Flame Self-interaction and Flow Topology in Turbulent Homogeneous Mixture n-Heptane MILD Combustion

Abstract

Moderate or Intense Low-oxygen Dilution (MILD) combustion has potential to achieve both high energy efficiency and ultra-low emissions. This analysis adopts the critical point theory to characterise the Flame-Self Interaction (FSI) events and flow topologies in turbulent, homogeneous mixture, n-Heptane MILD combustion using Direct Numerical Simulations (DNS) with reduced chemical mechanism. The local flame geometry has also been categorised using the mean and Gauss curvatures. It was found that the Tunnel Formation (TF) and Tunnel Closure (TC) topologies are the most probable FSI events at all values of the reaction progress variable c, while the Unburned Pocket (UP) and Burned Pocket (BP) topologies were mostly present towards the unburned and burned mixtures of the flame, respectively. Moreover, increasing the turbulence intensity did not result in any significant changes in the distribution of FSI events.

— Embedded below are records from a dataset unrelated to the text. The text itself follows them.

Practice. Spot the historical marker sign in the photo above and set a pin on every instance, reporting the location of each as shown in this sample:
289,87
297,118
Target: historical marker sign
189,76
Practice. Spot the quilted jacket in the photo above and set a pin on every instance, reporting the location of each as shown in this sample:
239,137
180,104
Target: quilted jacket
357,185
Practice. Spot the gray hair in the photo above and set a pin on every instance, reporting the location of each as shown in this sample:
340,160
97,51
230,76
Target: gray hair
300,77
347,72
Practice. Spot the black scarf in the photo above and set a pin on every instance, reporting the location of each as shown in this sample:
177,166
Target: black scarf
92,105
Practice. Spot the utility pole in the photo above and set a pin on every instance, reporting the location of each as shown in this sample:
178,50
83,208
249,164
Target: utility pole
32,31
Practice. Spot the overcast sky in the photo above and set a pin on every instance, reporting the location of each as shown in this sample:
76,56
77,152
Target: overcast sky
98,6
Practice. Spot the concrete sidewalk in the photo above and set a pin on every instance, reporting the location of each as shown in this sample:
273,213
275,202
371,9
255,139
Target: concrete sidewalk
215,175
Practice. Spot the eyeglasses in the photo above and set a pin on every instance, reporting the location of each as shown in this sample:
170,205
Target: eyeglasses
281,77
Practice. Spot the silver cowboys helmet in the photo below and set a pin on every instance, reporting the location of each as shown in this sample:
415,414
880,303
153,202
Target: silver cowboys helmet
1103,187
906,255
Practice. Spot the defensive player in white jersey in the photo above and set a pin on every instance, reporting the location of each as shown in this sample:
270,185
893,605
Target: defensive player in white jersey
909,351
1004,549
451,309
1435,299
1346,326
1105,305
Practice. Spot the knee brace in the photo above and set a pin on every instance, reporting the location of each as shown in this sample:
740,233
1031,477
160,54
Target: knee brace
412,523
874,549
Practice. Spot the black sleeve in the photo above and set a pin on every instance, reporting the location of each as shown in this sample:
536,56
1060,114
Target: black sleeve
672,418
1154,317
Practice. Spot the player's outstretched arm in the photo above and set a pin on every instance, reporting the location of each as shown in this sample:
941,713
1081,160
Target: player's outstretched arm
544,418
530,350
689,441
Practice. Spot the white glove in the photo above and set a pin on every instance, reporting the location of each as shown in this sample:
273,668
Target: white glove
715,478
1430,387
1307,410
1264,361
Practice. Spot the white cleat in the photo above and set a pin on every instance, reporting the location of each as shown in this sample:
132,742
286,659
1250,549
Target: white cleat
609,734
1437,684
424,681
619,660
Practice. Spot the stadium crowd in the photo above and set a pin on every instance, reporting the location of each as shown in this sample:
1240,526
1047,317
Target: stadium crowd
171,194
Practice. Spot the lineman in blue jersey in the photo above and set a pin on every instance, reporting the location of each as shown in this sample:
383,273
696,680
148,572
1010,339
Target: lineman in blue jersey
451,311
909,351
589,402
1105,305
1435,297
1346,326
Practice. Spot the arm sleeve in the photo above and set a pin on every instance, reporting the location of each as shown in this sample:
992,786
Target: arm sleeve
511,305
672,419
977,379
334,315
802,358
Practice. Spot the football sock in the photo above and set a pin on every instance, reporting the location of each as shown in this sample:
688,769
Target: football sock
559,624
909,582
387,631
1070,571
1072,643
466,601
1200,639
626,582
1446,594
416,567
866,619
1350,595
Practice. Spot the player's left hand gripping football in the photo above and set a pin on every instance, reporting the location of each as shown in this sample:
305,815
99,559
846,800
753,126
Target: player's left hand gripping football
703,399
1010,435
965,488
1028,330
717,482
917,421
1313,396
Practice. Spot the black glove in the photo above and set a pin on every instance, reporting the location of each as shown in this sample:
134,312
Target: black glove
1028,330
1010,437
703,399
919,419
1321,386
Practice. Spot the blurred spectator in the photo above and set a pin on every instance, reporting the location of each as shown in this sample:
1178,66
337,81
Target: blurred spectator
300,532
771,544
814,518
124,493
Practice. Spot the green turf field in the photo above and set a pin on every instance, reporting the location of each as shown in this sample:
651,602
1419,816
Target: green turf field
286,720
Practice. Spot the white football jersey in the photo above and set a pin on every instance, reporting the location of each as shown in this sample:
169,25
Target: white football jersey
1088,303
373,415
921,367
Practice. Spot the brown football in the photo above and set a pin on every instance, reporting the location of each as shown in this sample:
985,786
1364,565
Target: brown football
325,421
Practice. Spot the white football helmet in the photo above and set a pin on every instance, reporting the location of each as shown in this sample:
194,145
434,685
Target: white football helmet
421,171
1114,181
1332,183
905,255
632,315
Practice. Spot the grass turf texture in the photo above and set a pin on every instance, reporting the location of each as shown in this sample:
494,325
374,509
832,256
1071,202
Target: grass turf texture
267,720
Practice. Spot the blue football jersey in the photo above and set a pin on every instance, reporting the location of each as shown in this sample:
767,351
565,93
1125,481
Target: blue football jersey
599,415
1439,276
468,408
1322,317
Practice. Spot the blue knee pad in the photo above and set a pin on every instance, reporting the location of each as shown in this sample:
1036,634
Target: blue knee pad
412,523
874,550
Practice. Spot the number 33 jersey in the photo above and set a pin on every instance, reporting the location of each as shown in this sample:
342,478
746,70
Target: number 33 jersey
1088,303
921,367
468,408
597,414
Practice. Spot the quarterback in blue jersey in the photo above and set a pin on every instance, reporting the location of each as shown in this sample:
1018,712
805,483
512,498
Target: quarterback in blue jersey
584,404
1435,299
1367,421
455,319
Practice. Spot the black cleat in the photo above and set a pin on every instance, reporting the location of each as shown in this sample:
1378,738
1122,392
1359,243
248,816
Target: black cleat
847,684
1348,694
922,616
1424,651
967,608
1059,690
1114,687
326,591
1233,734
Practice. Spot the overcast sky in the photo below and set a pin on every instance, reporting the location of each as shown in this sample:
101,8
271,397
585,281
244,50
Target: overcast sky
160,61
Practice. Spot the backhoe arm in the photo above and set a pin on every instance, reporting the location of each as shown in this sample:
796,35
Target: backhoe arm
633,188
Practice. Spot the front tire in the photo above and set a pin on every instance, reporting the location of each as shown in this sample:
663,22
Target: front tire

Investigation of the flow topology distribution showed that the features associated with non-zero dilatation rate did not exist in the MILD cases considered. This is a consequence of the negligible thermal expansion effect due to the small temperature rise in MILD combustion cases. Increasing the dilution factor caused a reduction in the frequency of FSI events for all c levels. The distributions of flame self-interaction events in homogeneous mixture MILD combustion have been found to be significantly different from previously reported distributions for conventional turbulent premixed combustion.